Third, science in order to flourish must draw on all available intellectual resources. Nations aspiring to compete in the front ranks of science and technology cannot afford to suppress any element of their society — since none has a monopoly on brainpower — and so are obliged to educate their people and to maximize individuals’ opportunities to advance on their merits. Liberal democracy approaches this ideal more closely than any other known system. As Francis Bacon put it, “There is but one state of learning, and that ever was and ever will be the democratic.”

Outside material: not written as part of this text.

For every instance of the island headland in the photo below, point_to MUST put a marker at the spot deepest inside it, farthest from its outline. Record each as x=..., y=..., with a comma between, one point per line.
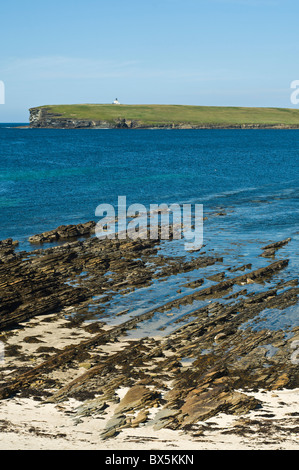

It helps to consider that whereas prior systems dealt in claims of certitude, such as philosophers’ allegedly airtight reasoning and monarchs’ god-given right to rule, science and democracy are steeped in doubt. Both start with tentative ideas, go through agonies of experimentation, and arrive at merely probabilistic conclusions that remain vulnerable to disproof. Both are bottom-up systems, constructed more from individual actions in laboratories and legislatures than from a few allegedly impervious precepts. A liberal democracy in action is an endlessly changing mosaic of experiments, most of which partially or entirely fail. This makes the process frustratingly inefficient, but generates its strength.
Which reminds me of what Winston Churchill once said, to the effect that “democracy is the worst form of government, except for all the others.” And it makes me think that if answering the question “Does science in principle determine our values?” is a thorny prospect, it’s easier in practice to see that the habits and methods of scientific inquiry do influence what we choose to value in society.
There is much, much more to Ferris’s argument, and if anyone reading this is at all intrigued by what I’ve quoted so far, I strongly suggest finding a copy of the book (at your awesome local library!) and settling in for a very thought-provoking read. Ferris touches on a couple of other themes that I want to explore in connection with humanism — and his attack on “academic antiscience” and concluding thoughts still lie ahead — so I’ll revisit this book in another post soon.